Friday, March 17, 2023

The Ephemeral Skywalk Museum

Every morning, I pass by the Borivali West Sky-walk and there are versions of it that I observe, in different facets, occupancies, affordances and experiences. Earlier I have thought of sky-walk as a space of infrastructure, enterprise, landscape, home; and this time, it emerged to me as a museum. 
With the rise in construction activity within the city given the beautification under the G20 summit, concrete dust, along with seasonal dust is rampant in the air. (Mumbai's air has recently been announced as one of the most polluted as compared to other cities in India; many people are suffering respiratory problems). 

As we approach the summer after the festival of Holi, the wind becomes dry and carries fine particles of soil, sand, dust and cement. This gets settled onto the polycarbonate vision barriers installed on both sides of the sky-walk. As they wait to be cleared, by the corporation officials or the eventual rain, the thin layer of dust becomes a canvas for several passers by to instinctively sweep messages and patterns off their finger. Thus, the dust laden polycarbonate panels are filled with messages, drawings, patterns, of all kinds, becoming a soft canvas of/for the city.

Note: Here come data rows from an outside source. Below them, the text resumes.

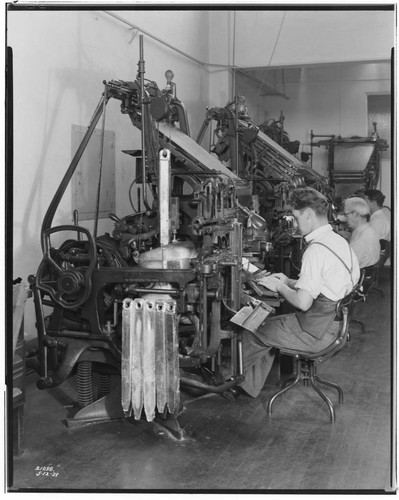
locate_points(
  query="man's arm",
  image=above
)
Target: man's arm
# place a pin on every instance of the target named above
(299, 298)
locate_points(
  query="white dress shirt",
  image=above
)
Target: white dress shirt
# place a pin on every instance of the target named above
(366, 245)
(381, 223)
(322, 271)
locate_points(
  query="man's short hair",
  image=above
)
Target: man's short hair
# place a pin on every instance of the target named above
(309, 198)
(375, 195)
(358, 205)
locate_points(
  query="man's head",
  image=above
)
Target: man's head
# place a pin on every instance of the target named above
(356, 211)
(374, 198)
(310, 209)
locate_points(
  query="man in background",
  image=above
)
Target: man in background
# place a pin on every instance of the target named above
(363, 239)
(379, 220)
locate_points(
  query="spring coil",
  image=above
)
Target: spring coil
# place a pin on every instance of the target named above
(104, 385)
(84, 383)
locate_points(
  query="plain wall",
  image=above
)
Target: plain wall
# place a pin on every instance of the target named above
(337, 107)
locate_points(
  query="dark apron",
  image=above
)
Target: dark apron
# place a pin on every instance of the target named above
(322, 312)
(319, 317)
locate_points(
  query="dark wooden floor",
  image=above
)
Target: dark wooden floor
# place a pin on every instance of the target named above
(233, 445)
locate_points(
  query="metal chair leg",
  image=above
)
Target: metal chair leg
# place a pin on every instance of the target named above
(357, 321)
(331, 384)
(325, 398)
(285, 389)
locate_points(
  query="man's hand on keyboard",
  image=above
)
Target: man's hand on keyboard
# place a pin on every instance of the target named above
(271, 282)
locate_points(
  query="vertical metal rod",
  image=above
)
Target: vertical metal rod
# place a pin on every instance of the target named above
(204, 336)
(236, 170)
(164, 196)
(143, 120)
(100, 166)
(76, 222)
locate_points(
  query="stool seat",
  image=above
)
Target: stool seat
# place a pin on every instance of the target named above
(306, 365)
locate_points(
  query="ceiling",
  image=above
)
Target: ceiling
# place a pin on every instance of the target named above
(273, 81)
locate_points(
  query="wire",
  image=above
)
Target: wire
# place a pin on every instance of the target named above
(278, 36)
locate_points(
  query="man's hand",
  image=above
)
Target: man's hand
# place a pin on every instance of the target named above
(282, 277)
(271, 282)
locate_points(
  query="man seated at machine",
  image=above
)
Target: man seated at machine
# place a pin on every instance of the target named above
(363, 239)
(329, 271)
(380, 221)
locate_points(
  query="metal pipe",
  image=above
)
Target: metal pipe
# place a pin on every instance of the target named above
(100, 166)
(211, 388)
(204, 64)
(164, 196)
(143, 122)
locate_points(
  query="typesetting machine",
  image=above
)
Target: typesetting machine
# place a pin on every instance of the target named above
(145, 312)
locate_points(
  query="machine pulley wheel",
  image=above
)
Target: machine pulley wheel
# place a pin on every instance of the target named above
(68, 284)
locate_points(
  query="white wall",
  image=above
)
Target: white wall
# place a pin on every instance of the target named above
(309, 37)
(337, 107)
(60, 61)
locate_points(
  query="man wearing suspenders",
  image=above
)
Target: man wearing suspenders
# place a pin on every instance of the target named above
(329, 271)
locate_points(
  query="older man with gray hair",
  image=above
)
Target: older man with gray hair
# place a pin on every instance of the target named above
(364, 240)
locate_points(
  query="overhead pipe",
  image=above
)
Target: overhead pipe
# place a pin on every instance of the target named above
(134, 26)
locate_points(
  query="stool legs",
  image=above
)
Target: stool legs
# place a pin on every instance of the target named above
(286, 388)
(357, 321)
(309, 375)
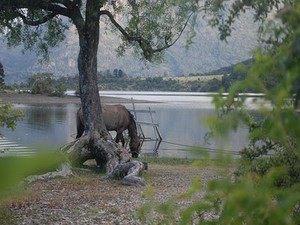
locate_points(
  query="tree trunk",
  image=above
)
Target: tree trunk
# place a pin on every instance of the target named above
(96, 143)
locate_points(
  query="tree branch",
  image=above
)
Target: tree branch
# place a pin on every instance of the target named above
(42, 20)
(144, 44)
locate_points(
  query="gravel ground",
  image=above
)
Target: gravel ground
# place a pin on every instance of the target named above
(89, 199)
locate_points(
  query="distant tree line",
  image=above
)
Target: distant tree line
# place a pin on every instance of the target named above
(47, 84)
(118, 80)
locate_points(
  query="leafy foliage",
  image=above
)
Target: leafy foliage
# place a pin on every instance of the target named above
(265, 188)
(1, 75)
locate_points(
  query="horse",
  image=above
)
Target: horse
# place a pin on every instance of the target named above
(116, 118)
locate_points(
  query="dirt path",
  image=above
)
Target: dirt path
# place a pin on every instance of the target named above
(88, 199)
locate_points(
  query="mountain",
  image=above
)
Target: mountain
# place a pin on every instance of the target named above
(207, 53)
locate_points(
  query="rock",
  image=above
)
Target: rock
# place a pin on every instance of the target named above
(129, 173)
(64, 170)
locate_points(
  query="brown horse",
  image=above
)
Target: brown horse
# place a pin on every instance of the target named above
(116, 118)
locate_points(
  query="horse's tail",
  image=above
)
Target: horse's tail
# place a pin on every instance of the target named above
(79, 124)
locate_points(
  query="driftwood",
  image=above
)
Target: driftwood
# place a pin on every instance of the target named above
(65, 170)
(109, 155)
(129, 173)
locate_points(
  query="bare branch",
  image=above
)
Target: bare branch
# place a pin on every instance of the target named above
(42, 20)
(144, 44)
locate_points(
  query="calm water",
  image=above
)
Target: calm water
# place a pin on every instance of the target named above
(180, 118)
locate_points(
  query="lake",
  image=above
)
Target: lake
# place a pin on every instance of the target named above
(180, 117)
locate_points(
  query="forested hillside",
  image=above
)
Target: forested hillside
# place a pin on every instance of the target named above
(207, 53)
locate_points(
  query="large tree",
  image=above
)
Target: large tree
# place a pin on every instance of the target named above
(148, 26)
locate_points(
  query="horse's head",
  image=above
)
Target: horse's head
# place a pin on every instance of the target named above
(135, 147)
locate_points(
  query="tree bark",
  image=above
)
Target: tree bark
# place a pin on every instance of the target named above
(96, 143)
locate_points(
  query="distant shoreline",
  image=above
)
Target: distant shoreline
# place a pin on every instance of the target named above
(25, 98)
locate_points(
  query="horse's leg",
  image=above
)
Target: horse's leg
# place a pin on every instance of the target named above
(120, 137)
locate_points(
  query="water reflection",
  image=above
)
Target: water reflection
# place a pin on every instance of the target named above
(179, 124)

In Shanghai, I had once observed an old man with a bucket of water and a large brush who painted poetry on the pathway of a public garden as an evening ritual. The yet-lukewarm stone of the garden held the liquid poetry for a little while until it evaporated into the air. The sheer sublimity of this performance triggered several thoughts in my mind - the economy of material, the public nature of the setting, the performance of poetry in space, the silence and surprise, the poise of paint and immediacy of the message, the body and the brush, the warmth and wetness - making it a profound work of art. 

The dust boards here in Mumbai then, are a perfect solution to the high intensity transitory demand for communication in public space. They are temporary, light, low maintenance and ephemeral in a manner that not only serves purpose, but also are soft non-intrusive canvases that quietly assist you as you traverse through the sky-walk. Further, these now-information boards are completely public, free and open canvases for leaving messages without a cost. They allow for entrepreneurial information, moral messaging, missed connections, lost loves in combination with poetry, profanity, doodles or drawings that people make while waiting in the city. More importantly, they become spaces of self expression in the city. 

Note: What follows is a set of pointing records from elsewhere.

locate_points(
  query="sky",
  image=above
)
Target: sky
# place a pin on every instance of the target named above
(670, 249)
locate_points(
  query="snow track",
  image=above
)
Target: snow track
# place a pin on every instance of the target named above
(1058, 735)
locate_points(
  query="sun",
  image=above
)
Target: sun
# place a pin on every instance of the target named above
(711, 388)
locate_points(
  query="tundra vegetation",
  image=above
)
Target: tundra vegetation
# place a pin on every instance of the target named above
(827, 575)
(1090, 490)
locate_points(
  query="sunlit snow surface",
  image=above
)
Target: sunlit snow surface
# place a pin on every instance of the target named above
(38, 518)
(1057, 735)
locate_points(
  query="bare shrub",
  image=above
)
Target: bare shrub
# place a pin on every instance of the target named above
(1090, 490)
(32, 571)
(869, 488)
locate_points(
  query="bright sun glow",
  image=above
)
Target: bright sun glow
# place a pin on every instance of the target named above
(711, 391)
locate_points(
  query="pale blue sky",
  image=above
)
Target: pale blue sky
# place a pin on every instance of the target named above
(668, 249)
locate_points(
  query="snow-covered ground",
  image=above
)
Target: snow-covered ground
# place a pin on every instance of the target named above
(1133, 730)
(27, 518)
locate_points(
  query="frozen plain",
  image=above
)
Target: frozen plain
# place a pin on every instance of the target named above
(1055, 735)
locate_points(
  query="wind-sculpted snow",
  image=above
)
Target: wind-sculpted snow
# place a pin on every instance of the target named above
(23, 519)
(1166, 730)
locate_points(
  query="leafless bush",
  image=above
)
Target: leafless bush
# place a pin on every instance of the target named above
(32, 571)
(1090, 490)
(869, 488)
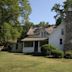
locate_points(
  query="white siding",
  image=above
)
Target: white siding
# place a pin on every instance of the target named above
(54, 38)
(28, 49)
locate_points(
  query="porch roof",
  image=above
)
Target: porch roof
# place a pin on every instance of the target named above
(33, 39)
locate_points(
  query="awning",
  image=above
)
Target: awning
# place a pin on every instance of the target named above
(34, 39)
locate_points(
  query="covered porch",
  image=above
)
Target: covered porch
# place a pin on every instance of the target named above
(31, 45)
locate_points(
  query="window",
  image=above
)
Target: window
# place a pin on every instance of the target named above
(62, 31)
(28, 44)
(61, 42)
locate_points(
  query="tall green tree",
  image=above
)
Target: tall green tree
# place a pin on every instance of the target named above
(43, 24)
(61, 11)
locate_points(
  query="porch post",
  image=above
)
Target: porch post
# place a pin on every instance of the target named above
(33, 44)
(39, 49)
(23, 46)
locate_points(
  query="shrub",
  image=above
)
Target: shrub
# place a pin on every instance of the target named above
(68, 54)
(57, 53)
(52, 51)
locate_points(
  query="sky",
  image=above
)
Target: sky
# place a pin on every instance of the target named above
(41, 10)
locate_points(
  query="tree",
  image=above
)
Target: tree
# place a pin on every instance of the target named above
(61, 11)
(43, 24)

Sophie Blackall, the Australian-American illustrator, in her work 'Missed Connections' accesses the archive of what-if love stories left by strangers whose eyes may or may not have met while transacting through the city, over internet platforms like Craigslist. Blackall summarises:
"Every day hundreds of strangers reach out to other strangers on the strength of a glance, a smile or a blue hat. Their messages have the lifespan of a butterfly. I’m trying to pin a few of them down.”
It is the aspect of pinning down a butterfly-message, and imagining its full life, that this post ought to do. The messages left on the dust-canvases of this suburban skywalk in Mumbai may then be a physical counterpart of the virtual notes on the internet portals, that Blackall illustrates so vividly. For the passer by, the sky-walk opens up as an archive of the city's desires. In its particular setting, where we encounter the dust-boards at the eye-level swiped with finger strokes, the sky-walk turns into no less than a museum displaying a long reel of urban graffiti - one that is going to disappear or extend or even overwritten without permission or prior notice, and this with no offence or promise to the author. 

I hope the authorities never find this out, and allow for this play to remain on the surfaces of the sky-walk - as a marker of dust, desire and democracy that cultural spaces ought to attend with full attention.